Shroff focuses on three facets in the program: pure drama and acting, which is performance based and touches on recitation and expression; improv, which focuses on teaching students to speak on a topic without a script and to think on their feet; and leadership development, which she incorporates through development-tailored games and activities.
The typical class includes breathing, physical and vocal exercises and themed activities around reading, memorization and recitation, improvisational and group work, acting and directing activities and literary introductions and analysis of works like Shakespeare and other classical poetry. Through the use of theater games, scene work and guided lessons, Shroff’s goal is to engage kids in learning in a way that is digestible and enjoyable.
“It’s like a fun version of school,” said Doherty. “I’m so glad I’m able to be part of it and learn from the kids I help with. [Shroff] takes something that’s not as exciting like Shakespeare and turns it into something we all love and are laughing and having so much fun with.”
Doherty and Kenney are specifically designated as TAs to help the younger kids who might need some extra time understanding concepts and to serve as role models for doing the work and doing it well.

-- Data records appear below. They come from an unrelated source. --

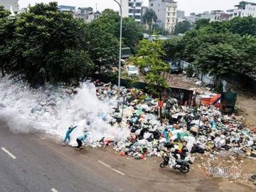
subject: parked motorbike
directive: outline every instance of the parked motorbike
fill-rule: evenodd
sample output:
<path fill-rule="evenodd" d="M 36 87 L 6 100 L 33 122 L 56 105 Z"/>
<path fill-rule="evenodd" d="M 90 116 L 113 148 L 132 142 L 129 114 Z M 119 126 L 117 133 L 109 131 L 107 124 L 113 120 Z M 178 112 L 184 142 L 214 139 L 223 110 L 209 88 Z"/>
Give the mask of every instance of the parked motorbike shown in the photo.
<path fill-rule="evenodd" d="M 166 166 L 169 166 L 171 169 L 175 170 L 179 170 L 181 173 L 188 173 L 190 166 L 189 164 L 192 164 L 193 162 L 188 159 L 176 159 L 175 156 L 170 154 L 170 156 L 163 156 L 164 162 L 160 164 L 161 168 L 164 168 Z"/>

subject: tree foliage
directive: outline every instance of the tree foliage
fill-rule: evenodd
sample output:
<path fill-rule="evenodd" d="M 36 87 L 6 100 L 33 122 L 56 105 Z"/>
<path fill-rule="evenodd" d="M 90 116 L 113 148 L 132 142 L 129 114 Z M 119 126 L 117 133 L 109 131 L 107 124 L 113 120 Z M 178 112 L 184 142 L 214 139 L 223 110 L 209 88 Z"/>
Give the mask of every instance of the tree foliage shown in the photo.
<path fill-rule="evenodd" d="M 175 25 L 174 34 L 178 35 L 179 33 L 185 33 L 191 28 L 192 26 L 188 21 L 183 21 L 182 22 L 178 22 Z"/>
<path fill-rule="evenodd" d="M 119 40 L 120 34 L 120 16 L 112 9 L 105 9 L 102 16 L 92 25 L 97 26 L 102 34 L 113 35 Z M 131 18 L 122 19 L 122 37 L 123 46 L 128 46 L 134 53 L 136 46 L 139 40 L 143 38 L 142 28 Z"/>
<path fill-rule="evenodd" d="M 161 41 L 143 40 L 139 41 L 138 52 L 133 59 L 140 69 L 150 69 L 144 76 L 144 80 L 148 84 L 147 88 L 153 93 L 159 93 L 161 88 L 168 87 L 164 73 L 169 70 L 169 65 L 161 58 L 164 55 Z"/>
<path fill-rule="evenodd" d="M 0 70 L 32 83 L 73 82 L 90 76 L 95 65 L 117 62 L 120 17 L 106 9 L 90 23 L 61 12 L 56 2 L 37 4 L 16 16 L 0 6 Z M 135 51 L 142 28 L 124 18 L 123 46 Z"/>

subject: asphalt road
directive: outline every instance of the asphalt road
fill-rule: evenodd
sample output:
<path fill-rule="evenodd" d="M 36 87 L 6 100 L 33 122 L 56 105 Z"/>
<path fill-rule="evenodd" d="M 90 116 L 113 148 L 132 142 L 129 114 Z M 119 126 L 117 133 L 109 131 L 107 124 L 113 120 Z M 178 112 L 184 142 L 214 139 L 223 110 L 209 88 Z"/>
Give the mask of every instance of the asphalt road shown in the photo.
<path fill-rule="evenodd" d="M 78 151 L 43 133 L 14 134 L 0 121 L 0 192 L 252 191 L 206 178 L 194 167 L 188 174 L 161 169 L 160 161 L 122 157 L 110 148 Z"/>
<path fill-rule="evenodd" d="M 41 139 L 43 140 L 33 134 L 12 134 L 6 126 L 1 126 L 1 192 L 120 190 L 118 185 L 112 185 L 107 179 L 82 166 L 75 157 L 70 159 L 56 152 Z"/>

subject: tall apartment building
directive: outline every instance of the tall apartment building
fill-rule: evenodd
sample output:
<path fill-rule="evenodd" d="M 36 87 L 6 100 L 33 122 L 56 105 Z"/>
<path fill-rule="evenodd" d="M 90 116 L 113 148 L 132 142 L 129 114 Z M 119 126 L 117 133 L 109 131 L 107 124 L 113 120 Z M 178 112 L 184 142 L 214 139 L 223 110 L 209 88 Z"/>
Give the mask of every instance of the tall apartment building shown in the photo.
<path fill-rule="evenodd" d="M 101 14 L 98 11 L 94 12 L 92 7 L 79 7 L 75 14 L 76 18 L 82 18 L 85 23 L 97 19 L 100 15 Z"/>
<path fill-rule="evenodd" d="M 149 0 L 149 8 L 156 12 L 160 26 L 172 32 L 177 21 L 177 3 L 174 0 Z"/>
<path fill-rule="evenodd" d="M 178 10 L 177 11 L 177 23 L 186 21 L 185 11 Z"/>
<path fill-rule="evenodd" d="M 122 0 L 122 17 L 133 18 L 139 24 L 142 22 L 142 0 Z"/>
<path fill-rule="evenodd" d="M 73 14 L 75 14 L 75 6 L 65 6 L 65 5 L 60 5 L 58 6 L 60 11 L 63 12 L 71 12 Z"/>
<path fill-rule="evenodd" d="M 18 11 L 18 0 L 1 0 L 0 5 L 4 6 L 7 10 L 10 10 L 11 6 L 14 11 Z"/>
<path fill-rule="evenodd" d="M 237 9 L 228 10 L 230 18 L 233 18 L 236 16 L 253 16 L 256 17 L 256 3 L 248 1 L 240 1 L 238 5 L 235 6 Z"/>

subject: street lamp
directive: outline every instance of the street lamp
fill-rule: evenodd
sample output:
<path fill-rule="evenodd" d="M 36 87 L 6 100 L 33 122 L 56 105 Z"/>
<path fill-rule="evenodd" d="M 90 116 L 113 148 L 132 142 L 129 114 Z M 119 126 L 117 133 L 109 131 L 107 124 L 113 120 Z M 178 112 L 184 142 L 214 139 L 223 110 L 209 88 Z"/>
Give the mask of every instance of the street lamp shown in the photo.
<path fill-rule="evenodd" d="M 120 8 L 120 40 L 119 40 L 119 68 L 118 68 L 118 90 L 117 90 L 117 110 L 119 110 L 119 102 L 120 98 L 120 78 L 121 78 L 121 54 L 122 54 L 122 0 L 119 3 L 117 0 L 114 0 Z"/>

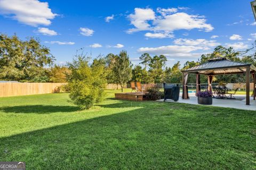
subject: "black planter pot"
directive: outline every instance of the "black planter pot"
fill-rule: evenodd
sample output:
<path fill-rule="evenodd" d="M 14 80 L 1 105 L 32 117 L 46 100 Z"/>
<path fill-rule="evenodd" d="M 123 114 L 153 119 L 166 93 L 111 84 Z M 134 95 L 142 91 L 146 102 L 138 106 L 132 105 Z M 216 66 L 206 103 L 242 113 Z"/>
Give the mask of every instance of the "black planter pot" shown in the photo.
<path fill-rule="evenodd" d="M 201 105 L 212 105 L 212 97 L 198 97 L 197 103 Z"/>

“I’ve always been impressed with their development over the past four years and I’ve been amazed at their level of commitment,” said Shroff. “Not only are they really wonderful in terms of their own craft and what they’ve made of themselves, but the two of them also have the ability to connect with all the other students in the class. They can demonstrate what I’m looking for and the kids can see someone do it and be excellent.”

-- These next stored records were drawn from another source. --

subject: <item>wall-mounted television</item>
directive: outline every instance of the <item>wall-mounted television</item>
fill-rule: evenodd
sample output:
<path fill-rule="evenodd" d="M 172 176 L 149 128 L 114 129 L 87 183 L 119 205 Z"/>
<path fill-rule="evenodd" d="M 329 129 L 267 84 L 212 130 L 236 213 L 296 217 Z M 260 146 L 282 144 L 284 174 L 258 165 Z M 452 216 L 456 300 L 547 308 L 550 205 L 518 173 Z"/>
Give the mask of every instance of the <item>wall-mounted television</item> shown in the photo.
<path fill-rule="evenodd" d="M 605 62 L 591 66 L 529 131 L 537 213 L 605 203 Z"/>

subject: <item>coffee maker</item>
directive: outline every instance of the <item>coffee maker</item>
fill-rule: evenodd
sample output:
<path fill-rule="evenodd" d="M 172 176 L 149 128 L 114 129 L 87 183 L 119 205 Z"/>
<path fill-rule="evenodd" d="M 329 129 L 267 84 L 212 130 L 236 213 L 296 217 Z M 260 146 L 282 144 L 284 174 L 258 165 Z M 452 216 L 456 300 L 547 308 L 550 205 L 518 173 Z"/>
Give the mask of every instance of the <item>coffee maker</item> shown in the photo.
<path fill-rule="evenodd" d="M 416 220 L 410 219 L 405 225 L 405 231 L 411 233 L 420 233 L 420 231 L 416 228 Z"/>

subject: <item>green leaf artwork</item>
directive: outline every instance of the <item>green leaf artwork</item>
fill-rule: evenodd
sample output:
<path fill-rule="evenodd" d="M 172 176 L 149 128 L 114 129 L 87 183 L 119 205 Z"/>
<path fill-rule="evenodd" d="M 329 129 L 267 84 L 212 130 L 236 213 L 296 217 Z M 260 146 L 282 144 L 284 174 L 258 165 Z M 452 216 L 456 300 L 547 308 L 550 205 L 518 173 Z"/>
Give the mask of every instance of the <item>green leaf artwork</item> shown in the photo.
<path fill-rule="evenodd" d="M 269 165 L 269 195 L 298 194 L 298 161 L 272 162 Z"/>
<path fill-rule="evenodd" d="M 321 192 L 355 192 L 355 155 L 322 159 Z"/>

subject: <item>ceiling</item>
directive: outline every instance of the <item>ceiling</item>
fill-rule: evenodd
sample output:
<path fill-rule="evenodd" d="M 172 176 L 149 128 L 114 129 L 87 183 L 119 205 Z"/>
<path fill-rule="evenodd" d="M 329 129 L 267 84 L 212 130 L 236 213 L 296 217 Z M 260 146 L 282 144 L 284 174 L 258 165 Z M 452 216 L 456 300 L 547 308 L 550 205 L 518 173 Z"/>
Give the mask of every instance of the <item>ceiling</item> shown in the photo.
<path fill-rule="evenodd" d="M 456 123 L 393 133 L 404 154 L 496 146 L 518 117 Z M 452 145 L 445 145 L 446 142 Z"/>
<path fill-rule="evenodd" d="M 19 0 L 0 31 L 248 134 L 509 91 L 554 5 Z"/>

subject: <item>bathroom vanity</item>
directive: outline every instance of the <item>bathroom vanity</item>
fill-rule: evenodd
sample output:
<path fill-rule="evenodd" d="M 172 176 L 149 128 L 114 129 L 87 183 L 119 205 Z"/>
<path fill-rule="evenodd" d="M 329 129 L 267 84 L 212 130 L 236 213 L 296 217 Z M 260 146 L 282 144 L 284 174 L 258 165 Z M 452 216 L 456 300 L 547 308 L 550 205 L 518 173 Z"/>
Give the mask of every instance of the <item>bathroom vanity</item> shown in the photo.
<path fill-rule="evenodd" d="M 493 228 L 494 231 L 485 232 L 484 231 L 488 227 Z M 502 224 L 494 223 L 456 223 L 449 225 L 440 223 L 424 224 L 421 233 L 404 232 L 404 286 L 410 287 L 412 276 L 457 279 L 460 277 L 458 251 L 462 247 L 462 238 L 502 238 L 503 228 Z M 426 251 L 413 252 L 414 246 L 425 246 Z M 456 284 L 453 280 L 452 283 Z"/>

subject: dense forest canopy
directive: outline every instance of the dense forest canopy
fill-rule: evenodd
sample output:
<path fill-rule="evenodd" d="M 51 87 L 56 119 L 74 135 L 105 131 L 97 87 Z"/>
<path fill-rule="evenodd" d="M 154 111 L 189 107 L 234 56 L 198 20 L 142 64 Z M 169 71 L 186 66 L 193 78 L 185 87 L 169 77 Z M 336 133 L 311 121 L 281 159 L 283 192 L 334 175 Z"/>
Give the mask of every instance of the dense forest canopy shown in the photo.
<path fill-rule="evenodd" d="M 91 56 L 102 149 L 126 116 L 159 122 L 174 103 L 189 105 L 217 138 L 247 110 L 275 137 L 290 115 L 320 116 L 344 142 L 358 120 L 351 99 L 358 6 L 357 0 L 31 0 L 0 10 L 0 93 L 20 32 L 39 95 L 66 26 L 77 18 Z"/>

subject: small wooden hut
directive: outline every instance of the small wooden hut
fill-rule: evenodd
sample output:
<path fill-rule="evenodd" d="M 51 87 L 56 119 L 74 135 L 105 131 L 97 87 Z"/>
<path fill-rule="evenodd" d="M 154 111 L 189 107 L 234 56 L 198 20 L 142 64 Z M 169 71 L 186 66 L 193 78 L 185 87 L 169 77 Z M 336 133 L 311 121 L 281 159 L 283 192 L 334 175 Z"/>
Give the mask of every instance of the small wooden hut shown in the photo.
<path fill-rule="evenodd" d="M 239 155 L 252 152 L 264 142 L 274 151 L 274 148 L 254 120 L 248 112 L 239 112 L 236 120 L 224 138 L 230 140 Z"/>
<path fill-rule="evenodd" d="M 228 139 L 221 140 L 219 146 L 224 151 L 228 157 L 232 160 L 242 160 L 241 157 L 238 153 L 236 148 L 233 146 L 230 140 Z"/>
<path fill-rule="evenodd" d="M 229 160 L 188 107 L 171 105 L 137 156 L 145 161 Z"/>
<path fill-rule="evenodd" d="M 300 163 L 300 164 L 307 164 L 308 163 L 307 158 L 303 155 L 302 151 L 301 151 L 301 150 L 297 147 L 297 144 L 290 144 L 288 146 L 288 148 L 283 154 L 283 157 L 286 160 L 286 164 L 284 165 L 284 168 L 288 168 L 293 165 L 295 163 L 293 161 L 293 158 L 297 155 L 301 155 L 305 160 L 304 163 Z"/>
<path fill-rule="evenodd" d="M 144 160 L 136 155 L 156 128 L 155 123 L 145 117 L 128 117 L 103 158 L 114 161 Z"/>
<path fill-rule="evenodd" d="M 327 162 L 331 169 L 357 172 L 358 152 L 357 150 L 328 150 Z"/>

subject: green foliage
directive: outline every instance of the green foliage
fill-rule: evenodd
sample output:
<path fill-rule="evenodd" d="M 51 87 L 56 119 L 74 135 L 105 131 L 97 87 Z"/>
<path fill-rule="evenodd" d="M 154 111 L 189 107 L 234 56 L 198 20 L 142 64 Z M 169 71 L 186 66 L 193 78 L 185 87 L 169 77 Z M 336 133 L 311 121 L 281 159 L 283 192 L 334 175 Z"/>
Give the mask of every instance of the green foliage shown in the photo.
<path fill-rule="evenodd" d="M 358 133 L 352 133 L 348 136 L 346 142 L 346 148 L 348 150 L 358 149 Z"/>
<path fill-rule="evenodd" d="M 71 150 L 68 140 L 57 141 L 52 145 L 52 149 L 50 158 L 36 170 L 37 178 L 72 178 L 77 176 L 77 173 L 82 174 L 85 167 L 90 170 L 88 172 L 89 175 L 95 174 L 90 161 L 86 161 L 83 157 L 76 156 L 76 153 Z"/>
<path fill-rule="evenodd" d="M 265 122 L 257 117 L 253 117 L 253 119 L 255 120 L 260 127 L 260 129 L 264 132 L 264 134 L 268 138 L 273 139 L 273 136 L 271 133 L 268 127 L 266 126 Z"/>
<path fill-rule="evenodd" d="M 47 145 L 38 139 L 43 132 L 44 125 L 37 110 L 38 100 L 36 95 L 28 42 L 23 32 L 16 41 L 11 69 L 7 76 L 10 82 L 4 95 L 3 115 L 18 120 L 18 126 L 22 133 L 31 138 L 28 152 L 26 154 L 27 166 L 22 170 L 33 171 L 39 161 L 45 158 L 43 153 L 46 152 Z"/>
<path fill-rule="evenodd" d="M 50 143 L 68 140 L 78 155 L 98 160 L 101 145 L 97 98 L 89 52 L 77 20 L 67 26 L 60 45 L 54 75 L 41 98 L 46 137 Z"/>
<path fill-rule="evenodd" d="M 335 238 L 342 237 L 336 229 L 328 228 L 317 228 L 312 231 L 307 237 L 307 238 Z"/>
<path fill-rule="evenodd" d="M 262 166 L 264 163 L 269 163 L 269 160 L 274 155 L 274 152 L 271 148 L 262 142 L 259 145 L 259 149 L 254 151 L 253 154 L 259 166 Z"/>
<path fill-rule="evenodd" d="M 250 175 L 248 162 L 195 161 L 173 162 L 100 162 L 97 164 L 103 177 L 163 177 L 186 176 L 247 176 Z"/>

Doherty and Kenney dedicate their time with other students to make sure they understand the material they’re working with and fully grasp the skills they’re developing. According to Doherty, those skills are not limited to speech giving and contests, but can also translate into everyday life.
“It improves speaking in all situations, like at school or talking with your family, or something more important like interviews or auditions. It prepares you for life really well. It’s a good way to come out of your shell,” Doherty said.

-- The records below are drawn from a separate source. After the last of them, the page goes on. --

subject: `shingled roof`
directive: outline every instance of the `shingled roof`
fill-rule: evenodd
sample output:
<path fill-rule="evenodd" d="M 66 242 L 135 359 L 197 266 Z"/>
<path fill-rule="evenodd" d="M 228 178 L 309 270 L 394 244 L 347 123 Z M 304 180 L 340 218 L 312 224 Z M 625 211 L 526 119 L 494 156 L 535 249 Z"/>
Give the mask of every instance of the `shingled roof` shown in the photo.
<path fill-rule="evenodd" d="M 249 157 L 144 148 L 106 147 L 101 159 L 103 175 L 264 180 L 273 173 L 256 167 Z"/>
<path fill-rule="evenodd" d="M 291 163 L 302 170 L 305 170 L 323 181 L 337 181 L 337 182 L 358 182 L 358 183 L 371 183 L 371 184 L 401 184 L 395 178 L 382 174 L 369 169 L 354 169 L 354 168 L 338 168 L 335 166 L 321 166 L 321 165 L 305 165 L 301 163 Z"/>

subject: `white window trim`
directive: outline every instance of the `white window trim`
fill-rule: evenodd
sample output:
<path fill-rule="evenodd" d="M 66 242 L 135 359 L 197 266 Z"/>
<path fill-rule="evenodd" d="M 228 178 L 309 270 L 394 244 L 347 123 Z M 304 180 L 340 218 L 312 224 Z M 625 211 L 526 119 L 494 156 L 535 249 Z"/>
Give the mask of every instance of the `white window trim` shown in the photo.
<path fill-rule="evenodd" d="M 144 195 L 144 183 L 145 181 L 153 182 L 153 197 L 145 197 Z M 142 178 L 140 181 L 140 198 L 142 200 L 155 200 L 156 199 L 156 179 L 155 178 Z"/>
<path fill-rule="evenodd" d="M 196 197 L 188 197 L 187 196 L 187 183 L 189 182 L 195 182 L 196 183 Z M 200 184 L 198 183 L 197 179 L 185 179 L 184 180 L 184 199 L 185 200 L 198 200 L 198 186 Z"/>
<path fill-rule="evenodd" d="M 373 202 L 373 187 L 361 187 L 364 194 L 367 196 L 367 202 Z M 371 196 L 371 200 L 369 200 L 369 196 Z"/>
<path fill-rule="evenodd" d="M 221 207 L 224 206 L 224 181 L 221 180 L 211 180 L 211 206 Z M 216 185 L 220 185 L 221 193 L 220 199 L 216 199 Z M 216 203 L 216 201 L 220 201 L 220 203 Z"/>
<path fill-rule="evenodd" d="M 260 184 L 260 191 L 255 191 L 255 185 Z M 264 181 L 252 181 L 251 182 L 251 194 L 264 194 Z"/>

“I would describe it as a challenge, a really enjoyable challenge that helps you become more confident,” said Kenney. “It helped me with school, with becoming more comfortable speaking in front of any audience.”
Looking forward, the girls, though young, already see futures where their participation in the program will enhance their lives.
“I see myself as being someone who is able to give speeches, though I’m not sure exactly what job yet,” said Doherty. “Public speaking is something I find fun, and learning about something and being able to speak about it is so interesting and fascinating.”
Both sets of parents agreed and said they’ve seen the change from shy pre-teens to leaders in their social circles and classes. They credit Shroff for showing their families the skills and benefits the arts are able to provide.
“I always say that public speaking is a lifelong skill, that no matter what career these kids choose, whatever profession they go into, they may or may not use math, they may or may not refer to their history knowledge, but they’ll always need to know how to speak or present or even just talk to other groups of people,” said Nadasdi.
“There’s so many ways it’s going to help [Taylor] excel that we can’t even imagine all of them right now,” said Rob Kenney. “Over time their personalities change, they’re more confident, they’ll actually go up to adults after an event and talk to them and they are very comfortable. It’s a neat transformation.”